The Federal Reserve’s September meeting may be remembered less for the modest quarter-point cut it delivered and more for what it revealed about the state of the institution itself. In the space of just a few days, we saw a rushed confirmation of a new governor, a highly unusual dissent calling for a much larger rate reduction, and the culmination of a weeks-long White House effort to remove a sitting member of the Board. Taken together, these events suggest the Fed is no longer insulated from political pressure in the way investors once assumed.

Stephen Miran, a Trump-backed economist, was confirmed by the Senate on September 15 and sworn in the very next morning—just hours before the Fed convened. At his first meeting, he immediately dissented, pushing for a 50-basis-point cut instead of the 25-point move supported by all other voters. More tellingly, Miran sketched a path for another 125 points of cuts by year-end, which would bring the policy rate well below 3%. That is not a minor adjustment—it would mark one of the most aggressive easing cycles in modern history, undertaken at a time when core inflation remains close to 3% and unemployment, while rising, is still only about 4.3%.

To understand why this matters, it helps to remember how the Fed typically frames policy.
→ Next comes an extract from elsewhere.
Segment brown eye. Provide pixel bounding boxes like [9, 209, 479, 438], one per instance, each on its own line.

Economists often use rules of thumb such as the Taylor Rule, which balances inflation against the level of slack in the economy. By those measures, today’s conditions call for a policy rate roughly around neutral—somewhere close to 3.5–4%. The Cleveland Fed’s own model places the neutral nominal funds rate at about 3.7%. Cutting meaningfully below that level while inflation remains sticky would represent a shift from mildly restrictive policy to overt stimulus. And while this move may be supported by arguments about a weak labor market or an outdated approach by the Fed and their terrible track record, it is at least partially also justified by politics.

The political context is important. Trump first announced plans to remove Governor Lisa Cook in late August, alleging misconduct from before her appointment. On September 9, a federal judge blocked that dismissal, ruling that the case did not meet the “for cause” threshold required by law. The administration appealed, seeking an emergency order that would have prevented Cook from voting at the September meeting. The appeals court refused, allowing her to remain. While Cook ultimately kept her seat, the episode underscores just how far the White House was willing to go to influence the Fed’s composition ahead of a critical policy decision.
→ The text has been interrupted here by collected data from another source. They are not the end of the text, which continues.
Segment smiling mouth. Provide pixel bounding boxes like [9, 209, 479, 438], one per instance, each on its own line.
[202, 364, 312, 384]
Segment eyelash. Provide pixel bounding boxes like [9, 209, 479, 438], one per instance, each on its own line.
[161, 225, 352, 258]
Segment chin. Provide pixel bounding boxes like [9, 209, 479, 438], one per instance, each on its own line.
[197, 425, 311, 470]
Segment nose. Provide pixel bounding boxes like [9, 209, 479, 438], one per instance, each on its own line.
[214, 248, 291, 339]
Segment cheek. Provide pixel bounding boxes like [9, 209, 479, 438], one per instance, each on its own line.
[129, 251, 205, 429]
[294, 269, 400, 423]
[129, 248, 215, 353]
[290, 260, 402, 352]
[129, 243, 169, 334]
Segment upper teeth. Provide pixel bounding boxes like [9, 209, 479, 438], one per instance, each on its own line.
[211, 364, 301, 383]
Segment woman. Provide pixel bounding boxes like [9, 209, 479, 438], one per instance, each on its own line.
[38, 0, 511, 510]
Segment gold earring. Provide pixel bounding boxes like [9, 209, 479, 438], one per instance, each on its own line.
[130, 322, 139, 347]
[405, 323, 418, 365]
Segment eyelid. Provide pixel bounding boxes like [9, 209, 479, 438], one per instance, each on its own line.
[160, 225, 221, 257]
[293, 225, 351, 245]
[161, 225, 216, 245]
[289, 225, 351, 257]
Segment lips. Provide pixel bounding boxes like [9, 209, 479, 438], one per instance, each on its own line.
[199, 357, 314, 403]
For decades, markets treated the Fed as an independent arbiter, occasionally swayed by politics but never truly captured. That assumption looks less secure today. International observers have taken notice—Bundesbank President Joachim Nagel warned this month that U.S. political interference in the central bank threatens financial stability and could raise long-term borrowing costs as investors demand compensation for lost credibility. The concern is straightforward: if the Fed is pressured into cutting rates too far, inflation will remain above target, and bond markets will force higher yields at the long end. The result is a steeper yield curve for all the wrong reasons.